NFV Drivers and Goals
Three primary motives and goals have driven NFV’s evolution thus far. First, network operators – i.e. service providers and enterprises – want to be able to use off-the-shelf or commodity hardware for all IT and network functions. Doing so reduces both CAPEX and OPEX, so NFV is intended to provide another iterative path to cost optimization. I would argue that most modern network applications are designed to run on commodity hardware. Operators that are stuck with a large number of applications running on high cost, proprietary hardware are suffering due to legacy architectures and lack of modernization within their infrastructure. Achieving this goal is as much about modernization of their application stack as it is about NFV.
Consistent and simplified administration of network functions is another key driver behind NFV. If network operators can reduce the effort to configure and manage networks, minimize configuration and provisioning errors, and make it easier to administer growing networks with fewer systems and people, they can gain benefits in speed, user experience, time to market and lower costs. In my opinion, this goal is the most tangible and valuable result of moving to virtualization.

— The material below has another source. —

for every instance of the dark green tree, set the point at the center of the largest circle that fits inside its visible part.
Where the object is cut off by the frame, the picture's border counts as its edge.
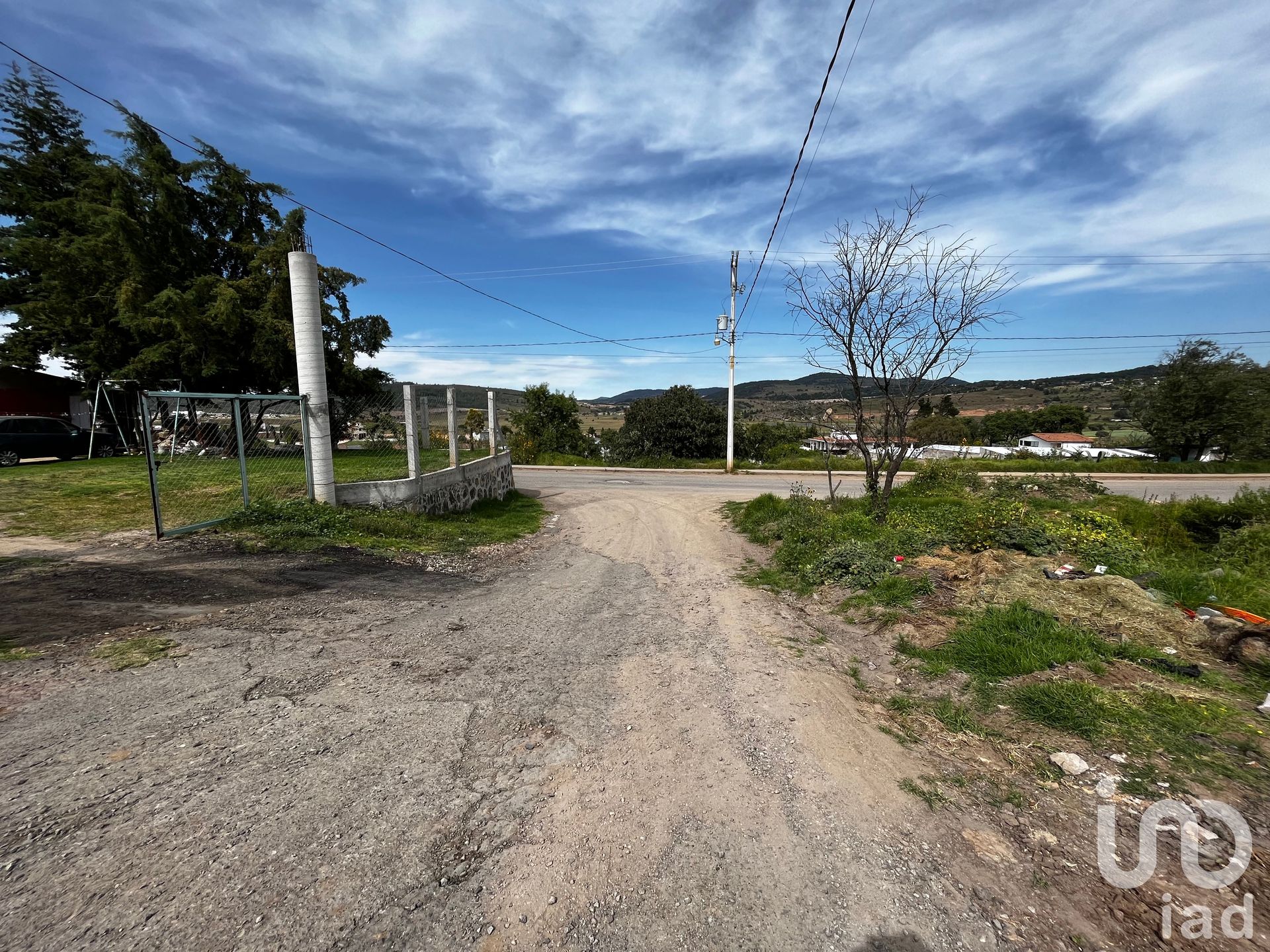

The third goal has probably been the most high profile and comes with the highest set of expectations. That is more efficient utilization of hardware resources. In other words, not only should NFV enable network operators to use commodity hardware, but to use less of it to support growing traffic volumes and more extreme deltas between peak and non-peak traffic loads. The question I propose is: can this expectation be fulfilled, or is it misleading?
For any application that efficiently utilizes hardware capacity and requires less processing power and resources than a commodity server provides, then sharing physical hardware will yield benefits in efficiency. On the other hand, if an application is using hardware inefficiently, and I would argue many real-time applications today fall into this category, virtualization will not result in the efficiency gains needed to keep up with traffic growth. There are inherent architectural limitations to real-time 1.0 technology and virtualization of these systems only provides minor relief from issues with scalability and predictability. Virtualizing these functions provides a temporary Band-Aid to a problem whose roots lie in the way that real-time applications have been architected up until now.
More Efficient Software Architecture
Software that is architected to efficiently utilize all available resources will run efficiently in both physical and virtual environments. Our solution has been proven to utilize hardware 100 to 400 times more efficiently than its peers. From the beginning, we took an approach to engineering that addressed some of the same issues as NFV promises to solve – rising CAPEX and OPEX in the face of growing data volumes due to inefficient hardware utilization. As a result, our solution delivers many of the same benefits in terms of hardware costs and utilization whether running on physical hardware or in a virtualized environment.
At MATRIXX, when we work with customers who are looking for virtualization, they find that our platform’s design gives them the ability to use off-the-shelf hardware and to utilize it with extreme efficiency. As a result, our solution inherently gives them the efficiencies they seek while virtualization of our solution gives them additional benefits of streamlined administration and assimilation into their operational environment.